Pertengahan Juni 2003, Burgerkill menjadi band Hardcore pertama di Indonesia yang menandatangani kontrak sebanyak 6 album dengan salah satu major label terbesar di negeri ini, Sony Music Entertainment Indonesia. Dan setelah itu akhir tahun 2003, Burgerkill berhasil merilis album kedua mereka dengan title “Berkarat”. Lagu-lagu pada album ini jauh lebih progressif dan penuh dengan teknik yang lebih terasah dibandingkan album sebelumnya. Hampir tidak ada lagi nuansa straight forward dan moshpart sederhana ala band standard Hardcore yang tercermin dari single-single awal mereka. Pada sector vocal dengan tetap mengedepankan nuansa depresif dan kelam, karakter vocal Ivan sang vokalis Bengal lebih berani dimunculkan dengan penulisan bahasa pertiwi dan artikulasi kata yang lebih jelas. Dan di sector musik pun, Toto, Eben, Andris dan gitaris baru mereka Agung semakin berani menjelajahi daerah-daerah baru yang sebelumnya tidak pernah dijajaki kelompok musik keras manapun di Indonesia.

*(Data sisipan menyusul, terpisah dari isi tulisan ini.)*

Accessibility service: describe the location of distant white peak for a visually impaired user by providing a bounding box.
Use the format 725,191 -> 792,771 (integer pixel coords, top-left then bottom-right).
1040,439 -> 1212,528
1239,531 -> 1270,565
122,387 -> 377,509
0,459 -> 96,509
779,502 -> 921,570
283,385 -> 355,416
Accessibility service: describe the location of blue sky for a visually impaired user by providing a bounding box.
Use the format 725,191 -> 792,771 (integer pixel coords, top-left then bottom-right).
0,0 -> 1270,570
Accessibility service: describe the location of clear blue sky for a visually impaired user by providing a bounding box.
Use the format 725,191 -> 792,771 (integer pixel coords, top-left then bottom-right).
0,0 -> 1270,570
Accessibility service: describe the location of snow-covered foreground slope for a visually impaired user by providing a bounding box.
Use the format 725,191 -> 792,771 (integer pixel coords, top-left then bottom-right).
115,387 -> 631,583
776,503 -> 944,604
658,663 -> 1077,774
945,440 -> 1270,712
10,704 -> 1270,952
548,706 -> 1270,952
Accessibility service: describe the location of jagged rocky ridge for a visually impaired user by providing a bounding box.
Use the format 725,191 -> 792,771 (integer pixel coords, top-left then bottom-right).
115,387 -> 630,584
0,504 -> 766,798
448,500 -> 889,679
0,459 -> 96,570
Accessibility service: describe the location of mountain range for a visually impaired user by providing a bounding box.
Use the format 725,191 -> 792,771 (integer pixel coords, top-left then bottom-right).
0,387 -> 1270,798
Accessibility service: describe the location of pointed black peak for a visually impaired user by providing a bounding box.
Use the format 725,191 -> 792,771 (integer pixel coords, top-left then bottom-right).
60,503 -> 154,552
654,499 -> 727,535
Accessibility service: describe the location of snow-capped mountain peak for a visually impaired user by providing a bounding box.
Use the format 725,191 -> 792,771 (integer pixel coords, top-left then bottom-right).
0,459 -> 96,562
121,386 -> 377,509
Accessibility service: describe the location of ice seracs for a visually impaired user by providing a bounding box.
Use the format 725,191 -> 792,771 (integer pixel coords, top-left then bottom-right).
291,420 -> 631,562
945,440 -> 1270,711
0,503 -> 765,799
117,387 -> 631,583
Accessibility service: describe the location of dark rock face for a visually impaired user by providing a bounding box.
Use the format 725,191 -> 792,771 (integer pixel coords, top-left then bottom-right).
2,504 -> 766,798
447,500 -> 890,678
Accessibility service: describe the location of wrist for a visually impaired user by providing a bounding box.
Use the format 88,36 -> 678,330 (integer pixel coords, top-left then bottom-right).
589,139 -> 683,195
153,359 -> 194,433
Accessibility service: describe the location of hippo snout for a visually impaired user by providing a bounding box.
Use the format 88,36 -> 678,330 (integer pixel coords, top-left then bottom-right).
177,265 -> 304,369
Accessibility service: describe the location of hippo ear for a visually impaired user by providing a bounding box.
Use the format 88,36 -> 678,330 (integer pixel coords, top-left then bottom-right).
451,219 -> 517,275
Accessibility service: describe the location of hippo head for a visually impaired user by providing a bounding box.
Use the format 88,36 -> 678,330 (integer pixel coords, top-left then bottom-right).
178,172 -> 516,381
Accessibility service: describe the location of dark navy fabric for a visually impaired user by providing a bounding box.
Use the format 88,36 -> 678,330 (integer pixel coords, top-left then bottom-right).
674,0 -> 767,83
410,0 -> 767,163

Sebuah kejutan hadir pada pertengahan tahun 2004, lewat album “Berkarat” Burgerkill masuk kedalam salahsatu nominasi dalam salah satu event Achievement musik terbesar di Indonesia “Ami Awards”. Dan secara mengejutkan mereka berhasil menyabet award tahunan tersebut untuk kategori “Best Metal Production”. Sebuah prestasi yang mungkin tidak pernah terlintas di benak mereka, dan bagi mereka hal tersebut merupakan sebuah tanggung jawab besar yang harus mereka buktikan melalui karya-karya mereka selanjutnya.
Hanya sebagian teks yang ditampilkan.